– Мясо, говоришь? – заправляя нож и нервно приглаживая бороду, сказал Остап. – Ну кормилец! Какой же молодец всё-таки! А я уж тебя ругать хотел. Проснулся, холод собачий, костёр потух, и на посту никого.
– Да! Зайцы попались! – радостно зашагав косолапой походкой через поляну, крикнул Фома. – Гляди, какие жирные! – потряхивая обмякшими тушками, добавил он.
– Ты какого чёрта ушёл?! Сучий ты сын!!! – неожиданно сменив саркастический мягкий тон, взорвался охотник. – Какой уговор был?! Тебя спрашиваю!
– Двое спят, один сторожит и присматривает за костром! – с недовольством побитой собаки взглянув на Остапа, ответил он.
– А ты что?! Жрать захотел? – сдвинув брови, закричал на толстяка Остап и носком сапога зло пихнул в его сторону погасшую головню.
– А чего, потух, что ли? – залепетал здоровяк и, бросив на траву дичь, зашаркал к кострищу.
– Да нет, что ты?! – протянул Остап. – Смотри, какой жар! Степаныч аж под шкуру с головой залез, чтобы седины не опалить.
– Вот дела, – со вздохом сказал Фома. – Только ведь дрова подбрасывал, – упав на колени и раздувая угли, виновато оправдывался он.
– Эх, Фома. Бездонная твоя утроба. Ты ведь душу продашь за куриную ногу! – откинувшись на ствол дерева, ядовито произнёс Остап.
– Дык я быстро же. Ну, отошёл по нужде, заодно дай, думаю, силки проверю, – заёрзал Фома.
– А если б волк нас задрал? – надавив на веки пальцами, со вздохом произнёс Остап. – Вот идёшь ты с зайцами наперевес, а зверьё из нас кишки тащит. Так же оправдывался бы в деревне?
– Тьфу на тебя. Что ты за человек? Почему я с тобой дружу до сих пор? – с обидой произнёс Фома. – Да мы давным-давно всех волков капканами переловили, один только твой ручной и остался. Только в толк не возьму, как он тебя до сих пор, скотину такую, не сожрёт.
– Ещё огрызаться вздумал, – недовольно буркнул Остап. – Сколько ты ещё будешь раздувать эту кучу золы! – стряхивая с рукавов пепел, спросил он.
– Остап, полно тебе брюзжать, – раздался скрипучий голос из-под собачьей шкуры.
– Ох! Доброе утро, Степаныч! – с облегчением, повернувшись к старику, произнёс раздувавший угли Фома. – Остуди ты этого скрипушника. Всю плешь мне проел, сил больше нет его слушать.
– Ты ещё и жаловаться вздумал?! – сведя смоляные брови, спросил Остап. – Иди, вон, освежуй зайца!

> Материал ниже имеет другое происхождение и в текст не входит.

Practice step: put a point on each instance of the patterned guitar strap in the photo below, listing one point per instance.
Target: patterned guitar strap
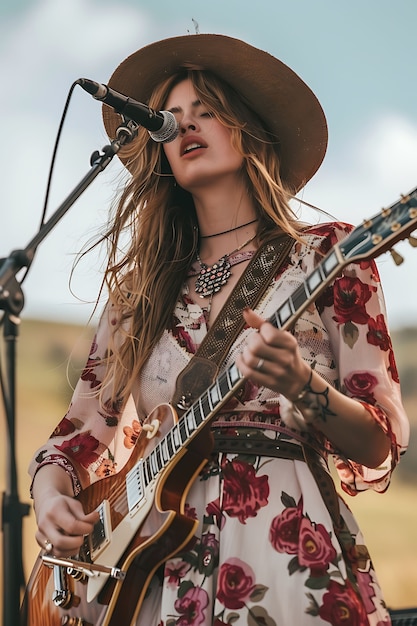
(203, 367)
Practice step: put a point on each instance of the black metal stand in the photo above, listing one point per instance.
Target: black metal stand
(12, 301)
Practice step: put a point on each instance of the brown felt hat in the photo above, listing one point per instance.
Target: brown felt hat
(288, 108)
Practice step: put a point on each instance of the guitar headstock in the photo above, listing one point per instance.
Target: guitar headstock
(379, 233)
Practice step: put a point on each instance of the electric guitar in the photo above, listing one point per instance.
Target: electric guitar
(142, 518)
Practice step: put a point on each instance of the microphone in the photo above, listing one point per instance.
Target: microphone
(161, 125)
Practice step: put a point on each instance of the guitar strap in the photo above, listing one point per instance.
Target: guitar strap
(203, 367)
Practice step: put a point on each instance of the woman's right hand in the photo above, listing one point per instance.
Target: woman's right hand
(62, 523)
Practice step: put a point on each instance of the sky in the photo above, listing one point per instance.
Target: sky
(357, 56)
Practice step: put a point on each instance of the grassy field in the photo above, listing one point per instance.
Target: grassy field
(389, 521)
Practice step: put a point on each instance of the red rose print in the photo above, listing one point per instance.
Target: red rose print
(235, 583)
(393, 367)
(350, 297)
(361, 385)
(342, 606)
(175, 571)
(191, 607)
(285, 530)
(316, 549)
(244, 492)
(81, 448)
(213, 509)
(106, 468)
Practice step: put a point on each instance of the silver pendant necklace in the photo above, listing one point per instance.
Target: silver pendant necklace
(211, 278)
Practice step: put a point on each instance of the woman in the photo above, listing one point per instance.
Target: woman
(271, 543)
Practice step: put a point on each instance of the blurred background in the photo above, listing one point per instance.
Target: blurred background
(359, 59)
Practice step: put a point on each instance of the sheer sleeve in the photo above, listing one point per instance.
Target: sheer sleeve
(94, 438)
(354, 313)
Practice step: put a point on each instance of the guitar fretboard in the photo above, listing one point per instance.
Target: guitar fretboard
(205, 408)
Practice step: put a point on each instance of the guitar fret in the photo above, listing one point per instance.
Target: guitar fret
(176, 439)
(224, 386)
(191, 424)
(147, 471)
(170, 445)
(299, 297)
(314, 280)
(164, 450)
(182, 426)
(330, 263)
(134, 486)
(198, 417)
(204, 405)
(214, 396)
(154, 464)
(233, 375)
(159, 460)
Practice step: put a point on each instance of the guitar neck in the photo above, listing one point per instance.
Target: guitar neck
(371, 238)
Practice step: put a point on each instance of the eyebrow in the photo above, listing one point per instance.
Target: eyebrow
(195, 104)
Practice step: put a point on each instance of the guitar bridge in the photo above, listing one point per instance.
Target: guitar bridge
(88, 569)
(97, 541)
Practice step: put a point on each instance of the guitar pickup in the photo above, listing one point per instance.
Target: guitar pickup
(88, 569)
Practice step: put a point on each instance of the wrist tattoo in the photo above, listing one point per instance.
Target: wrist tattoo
(316, 403)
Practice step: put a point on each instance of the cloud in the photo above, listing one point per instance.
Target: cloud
(368, 174)
(43, 50)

Я сам костром займусь! Дуешь, дуешь, щёки уже растянул, и всё без толку!
Здоровяк недовольно вскочил, кинул палку, которой ковырялся в углях и, тряся пузом, направился к зайцу.
Остап отодвинул неуклюже сложенные ветки, собрал в кучу угольки, набросал сверху мох и раздул огонёк. Через пару минут по всей округе уже слышались потрескивания горящих дубовых веток.
Остап заворожено посмотрел на огонь. Неторопливо поглаживая закопчённой ладонью жёсткую бороду, охотник погрузился в пучину молчаливых раздумий.